Depois de saborearmos o café, sentados lado a lado timidamente no sofá, ajudou-me a arrumar as coisas para a cozinha. Fazia lembrar aqueles casais... Não, esquece, não fazia lembrar nada!
- Sabes quando foi a primeira vez que te vi? Foi em Setembro de 2007. - afirmou, encostado à parede.
- Mas ainda nem sequer trabalhava...
- Pois... Fiquei a pensar como se podia gostar de uma pessoa que nem sequer se conhece, especialmente porque não acredito em amor á primeira vista - confessou. - Mas passado um mês, ou algo do género, começaste a ir com frequência ao café da D. Celeste, tua tia, como descobri mais tarde.

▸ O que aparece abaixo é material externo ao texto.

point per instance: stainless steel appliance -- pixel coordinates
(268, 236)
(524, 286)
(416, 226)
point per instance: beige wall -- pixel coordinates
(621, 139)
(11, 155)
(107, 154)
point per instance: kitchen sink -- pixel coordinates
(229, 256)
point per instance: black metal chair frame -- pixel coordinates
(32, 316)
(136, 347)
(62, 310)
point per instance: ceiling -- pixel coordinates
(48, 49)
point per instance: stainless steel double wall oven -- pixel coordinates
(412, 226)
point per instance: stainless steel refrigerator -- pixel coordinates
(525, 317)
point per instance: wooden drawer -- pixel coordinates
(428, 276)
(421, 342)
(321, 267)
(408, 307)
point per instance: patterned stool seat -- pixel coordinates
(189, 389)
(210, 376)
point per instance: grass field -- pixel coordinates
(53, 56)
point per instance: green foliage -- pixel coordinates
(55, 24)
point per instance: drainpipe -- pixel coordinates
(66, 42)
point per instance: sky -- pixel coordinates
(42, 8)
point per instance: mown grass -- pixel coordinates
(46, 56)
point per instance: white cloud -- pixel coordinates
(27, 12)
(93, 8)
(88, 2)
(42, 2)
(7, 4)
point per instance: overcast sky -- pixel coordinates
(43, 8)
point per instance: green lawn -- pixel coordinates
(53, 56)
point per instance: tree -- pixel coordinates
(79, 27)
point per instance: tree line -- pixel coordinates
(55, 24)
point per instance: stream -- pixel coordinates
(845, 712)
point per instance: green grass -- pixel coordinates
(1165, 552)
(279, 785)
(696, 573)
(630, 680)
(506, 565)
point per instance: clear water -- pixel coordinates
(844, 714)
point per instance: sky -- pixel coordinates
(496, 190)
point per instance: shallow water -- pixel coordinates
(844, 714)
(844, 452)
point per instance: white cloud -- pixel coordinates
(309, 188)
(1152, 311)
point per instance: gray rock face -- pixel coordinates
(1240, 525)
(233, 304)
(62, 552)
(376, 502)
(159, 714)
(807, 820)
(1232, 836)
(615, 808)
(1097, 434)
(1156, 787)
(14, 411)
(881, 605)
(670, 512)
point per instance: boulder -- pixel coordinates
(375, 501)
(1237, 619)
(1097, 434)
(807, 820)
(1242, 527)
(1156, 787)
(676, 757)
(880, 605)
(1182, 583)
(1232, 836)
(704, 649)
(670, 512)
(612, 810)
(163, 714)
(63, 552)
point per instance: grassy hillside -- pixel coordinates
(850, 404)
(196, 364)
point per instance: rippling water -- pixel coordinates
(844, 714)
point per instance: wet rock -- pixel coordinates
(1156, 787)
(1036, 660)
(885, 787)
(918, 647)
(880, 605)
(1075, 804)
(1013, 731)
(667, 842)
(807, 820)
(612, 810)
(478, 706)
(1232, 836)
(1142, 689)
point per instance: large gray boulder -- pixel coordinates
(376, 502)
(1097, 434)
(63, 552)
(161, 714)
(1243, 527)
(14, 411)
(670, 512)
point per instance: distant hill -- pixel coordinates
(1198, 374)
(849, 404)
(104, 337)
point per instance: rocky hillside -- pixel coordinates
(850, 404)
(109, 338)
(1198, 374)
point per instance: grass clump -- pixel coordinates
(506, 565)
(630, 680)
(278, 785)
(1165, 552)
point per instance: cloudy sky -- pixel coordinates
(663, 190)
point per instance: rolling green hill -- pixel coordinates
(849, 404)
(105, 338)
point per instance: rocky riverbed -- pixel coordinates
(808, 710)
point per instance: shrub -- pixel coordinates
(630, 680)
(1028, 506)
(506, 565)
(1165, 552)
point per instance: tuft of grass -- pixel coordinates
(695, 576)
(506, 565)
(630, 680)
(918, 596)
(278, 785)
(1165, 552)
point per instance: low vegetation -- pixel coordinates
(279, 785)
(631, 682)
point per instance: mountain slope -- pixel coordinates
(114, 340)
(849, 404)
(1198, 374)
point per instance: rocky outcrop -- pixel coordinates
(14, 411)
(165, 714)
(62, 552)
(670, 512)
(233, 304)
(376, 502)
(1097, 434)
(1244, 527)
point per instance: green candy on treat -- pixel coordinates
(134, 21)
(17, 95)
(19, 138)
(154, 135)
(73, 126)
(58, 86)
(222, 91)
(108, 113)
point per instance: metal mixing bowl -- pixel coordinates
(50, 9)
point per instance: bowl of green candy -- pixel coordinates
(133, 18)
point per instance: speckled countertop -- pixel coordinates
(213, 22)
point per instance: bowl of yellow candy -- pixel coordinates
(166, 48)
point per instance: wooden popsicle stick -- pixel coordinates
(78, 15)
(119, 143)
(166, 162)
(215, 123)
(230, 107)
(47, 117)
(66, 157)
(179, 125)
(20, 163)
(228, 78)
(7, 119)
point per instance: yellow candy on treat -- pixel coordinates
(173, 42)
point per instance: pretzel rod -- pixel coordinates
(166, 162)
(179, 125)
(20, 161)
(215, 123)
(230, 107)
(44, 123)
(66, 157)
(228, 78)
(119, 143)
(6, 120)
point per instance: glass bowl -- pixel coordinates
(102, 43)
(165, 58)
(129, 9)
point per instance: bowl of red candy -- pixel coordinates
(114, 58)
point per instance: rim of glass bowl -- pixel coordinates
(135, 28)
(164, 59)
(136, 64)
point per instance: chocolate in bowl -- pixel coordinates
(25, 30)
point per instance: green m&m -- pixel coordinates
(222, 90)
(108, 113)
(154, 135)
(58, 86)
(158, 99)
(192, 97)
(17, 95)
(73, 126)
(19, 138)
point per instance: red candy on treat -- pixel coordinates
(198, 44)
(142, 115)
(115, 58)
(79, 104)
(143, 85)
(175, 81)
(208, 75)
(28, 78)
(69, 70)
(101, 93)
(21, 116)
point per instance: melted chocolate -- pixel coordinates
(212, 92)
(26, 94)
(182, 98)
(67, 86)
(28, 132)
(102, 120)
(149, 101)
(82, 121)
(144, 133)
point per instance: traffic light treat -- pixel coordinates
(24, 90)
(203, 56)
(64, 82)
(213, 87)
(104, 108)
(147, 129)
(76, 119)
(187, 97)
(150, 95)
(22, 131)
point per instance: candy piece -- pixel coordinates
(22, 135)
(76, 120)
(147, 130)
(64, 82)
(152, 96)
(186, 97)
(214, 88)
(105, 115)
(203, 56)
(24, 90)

- A sério?! - sentia-me encabulada por tal atenção e mantive-me virada para a banca, fingindo que lavava a louça.
- Quando finalmente tomei coragem de falar contigo, tive uns problemas familiares e comecei a hesitar até que desisti de me ir apresentar. Passado uns tempos, voltei a ter vontade de te conhecer, mas deixaste de aparecer no café. Pensei que estivesses assoberbada de trabalho, mas os boatos começaram a correr, até que confirmei com a tua tia que tinhas partido o pé.
- É verdade - acabei por me virar para ele - Foram semanas insuportáveis. A minha mãe queria que eu fosse para Bragança, imagina...
- Depois, pela segunda vez, duvidei se seria capaz de tomar a iniciativa e quando voltaste simplesmente consolei-me por te ver... Pensei que não quisesses nada comigo. Nunca me apercebi se retribuías o olhar...
O telemóvel dele tocou.
- Devias ter desligado isso, Miguel - falei, desagrada pela interrupção.
- Eu sei, desculpa. Venho já.
Voltei costas e concentração para a lavagem da louça, mas estava curiosa quanto à origem e assunto do telefonema. Mas passado poucos minutos, ele apareceu.
- Vou ter que ir embora, Ana.
- O quê?!
- Prometo - começou, enquanto se aproximava de mim - que será a última vez que seremos interrompidos por causa deste assunto. Isto não deveria ter acontecido - desabafou.
- Mas afinal o que se passa? - questionei, não pela curiosidade, mas pela preocupação no olhar dele.
- Eu depois conto-te melhor, mas o que se passa é que a minha mãe, a minha madrasta e os meus irmãos não se entendem quanto à herança que o meu pai deixou. Resumindo é isso. Hoje disse-lhes que não queria ser interrompido, mas estão tão cegos que já perderam o respeito por mim e por eles próprios.
- Vai com calma, Miguel - disse, estupefacta com a revelação. O pai dele devia ter falecido há pouco tempo...
- Não te preocupes - Deu-me um beijo na testa e foi embora.